She currently lives and works in Manchester as a freelance writer and editor of English Language teaching materials. She completed a course in Creative Writing with the University of East Anglia.

Her debut novel will be published by Atom Books, Little Brown UK in Spring 2022.

My Life As A Chameleon is narrated by Lily - a mixed race girl growing up in Lagos, Nigeria and Manchester, England from the late 1970s through the 1980s. The novel starts when Lily is four and follows her over the next eleven years. Her mother is Irish, working as a secretary to the Irish Ambassador, and her father is a Nigerian doctor. She has three older siblings, a brother, Luke, and two sisters, Sophie and Maggie. Lily doesn't fit in with her siblings because of the large age differences between them and her. She has a difficult relationship with her father, and she clings to her mother who is always busy working or worrying. Lily begins to sense there is something going wrong with her family, but she doesn't understand what it is. The problem becomes evident when she is seven and witnesses her father physically attacking her mother, a memory she will never forget. This is when Lily learns that her father suffers from schizophrenia.

Lily is initially relieved when her mother decides to send her to live in Manchester, England with her older brother, Luke, and his girlfriend's family. Lily now finds herself in a completely different setting: Moss Side, a poor area of the city. She is bullied in her new school and also in her new home and family. The culture is completely different. She witnesses racism and violence and experiences poverty for the first time. She struggles to fit in. Despite her suffering, when her parents come to visit, she refuses to go home.

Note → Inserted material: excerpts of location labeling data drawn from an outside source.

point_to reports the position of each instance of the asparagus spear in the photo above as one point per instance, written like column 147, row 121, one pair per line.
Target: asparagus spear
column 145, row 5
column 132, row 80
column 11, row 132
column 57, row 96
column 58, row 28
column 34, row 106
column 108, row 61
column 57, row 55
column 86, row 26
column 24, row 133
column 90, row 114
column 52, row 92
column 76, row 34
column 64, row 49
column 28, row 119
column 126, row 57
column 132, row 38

She is still afraid of her father and still doesn't understand his illness.

When her father's physical health starts declining Lily's mother sends for her. Lily is ten years old when she returns to Lagos. She helps her mother care for her dying father, and she realizes she is no longer scared of him and finds a connection to him in his last months. After he dies Lily starts at a new school, an American school in Lagos. She grows into an anxious teen while life in Nigeria becomes dangerous with armed robberies and military coups. Lily's mother suffers from depression. Lily navigates adolescence and all the challenges that come with it with her characteristic sensitivity, always feeling either invisible or too visible.

Diana says: I'm sharing this story because I believe we can all relate to the intensity of our feelings as we are moving from childhood through our teenage years to being an adult and I want young people to feel that whatever they are going through, they are not alone.